Spero che finiscano anche le uscite che fa gente come Salvini: mi spaventano di più certe cose che dice lui dello stesso Coronavirus a dirti la verità».
Dopo aver minacciato la chiusura di Schengen sono gli altri paesi che hanno chiuso a noi...
«E questo dovrebbe insegnarci qualcosa, farci capire quanto è terribile e pericoloso fare certe affermazioni. Spero che la gente se ne renda conto.

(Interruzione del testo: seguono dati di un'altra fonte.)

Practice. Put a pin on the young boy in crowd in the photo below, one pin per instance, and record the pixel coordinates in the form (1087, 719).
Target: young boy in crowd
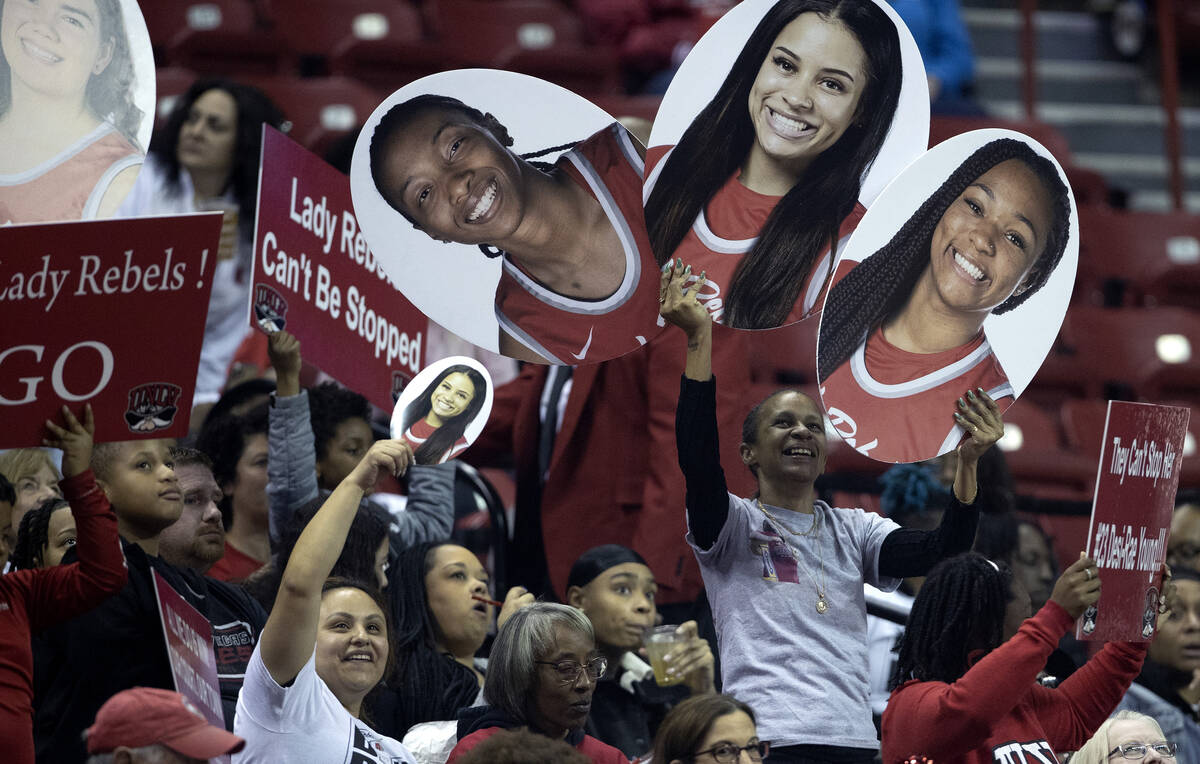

Tra l’altro questa emergenza sta mettendo a tacere tutto il resto, in Grecia c’è un’altra emergenza umanitaria davvero terribile».
Quanti anni hai tu adesso?
«33, come un altro assai più famoso di me».
Te l’aspettavi così “La fine dei vent’anni”?
«No. Neanche me l’immaginavo, avevo solo paura di non trovare il mio posto e invece alla fine qualcosa sto combinando...».
Ti piacerebbe tornare indietro ai vent’anni?
«Assolutamente no, non ci penso nemmeno, dopo tutta la fatica che ho fatto!».